Пещера была домом. Или тем, что сходило за дом.
Каменные полки вдоль стен, его работа, вытесанные из скалы за десятилетия терпеливого труда (злость — отличный мотиватор для физической работы; когда хочется разбить мир, начни с камня). На полках предметы. Немного. Каждый как осколок прошлого, случайно выживший при кораблекрушении памяти.

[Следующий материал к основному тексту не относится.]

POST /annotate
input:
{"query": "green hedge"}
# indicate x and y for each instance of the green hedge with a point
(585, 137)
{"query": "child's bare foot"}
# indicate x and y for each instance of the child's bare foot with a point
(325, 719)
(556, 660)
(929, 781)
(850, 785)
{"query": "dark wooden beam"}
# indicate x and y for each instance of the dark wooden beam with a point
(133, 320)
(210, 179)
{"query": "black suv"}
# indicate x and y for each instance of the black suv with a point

Компас. Медный, старый, с разбитым стеклом. Стрелка ржавая, замершая. Он лежал на самом видном месте, на отдельной полке, как в музее. Не его; тот компас он отдал. Ей. Этот другой. Найденный на дне через тридцать лет среди обломков чьего-то затонувшего корабля. Другая модель, другой размер, чужая вещь. Но компас. Медный. Со стрелкой.
Кайро не мог объяснить, зачем подобрал его. Сам себе говорил: привычка рыбака. Рыбаки подбирают всё, что выносит море. Практичность. Инстинкт.
Враньё, конечно. Он подобрал его, потому что не мог подобрать тот, свой, настоящий, подаренный отцом. Потому что тот компас лежал где-то в глубине, в руках существа, которое он не хотел вспоминать и не мог забыть. И этот, чужой, мёртвый, с заклинившей стрелкой, был ближайшим, что он мог получить.
Рядом с компасом книга. Человеческая, в кожаном переплёте, разбухшая от воды до неузнаваемости. Нечитаемая. Но сохранённая. Аккуратно уложенная в пузырь из особого вида водорослей, которые Кайро нашёл на сорок пятом году и которые создавали тонкую плёнку, не пропускающую воду. Книгу было не спасти, но он спас обложку. Красную. С тиснёным золотым якорем.
Красный цвет на дне океана выглядел неправильно. Слишком тёплый. Слишком человеческий. Иногда Кайро ловил себя на том, что смотрит на обложку и вспоминает: закаты бывают красными.
Жестяная кружка. Помятая, с отколотой ручкой. Найдена на дне среди других обломков, другого корабля, других чужих жизней. Зачем русалу кружка? Он не пьёт из кружек. Он вообще не пьёт в привычном смысле; вода вокруг, вода внутри, и разница между ними стёрлась где-то на пятнадцатом году.
Он не знал, зачем хранит кружку. Как не знал, зачем хранит компас и книгу. Просто хранил. Как будто, пока в его пещере лежали человеческие вещи, он мог притворяться, что часть его всё ещё человеческая.
И был сад.
В самой глубине пещеры, за поворотом, за каменным выступом, в нише, куда не проникал даже тусклый свет далёких биолюминесценций, росли чёрные анемоны.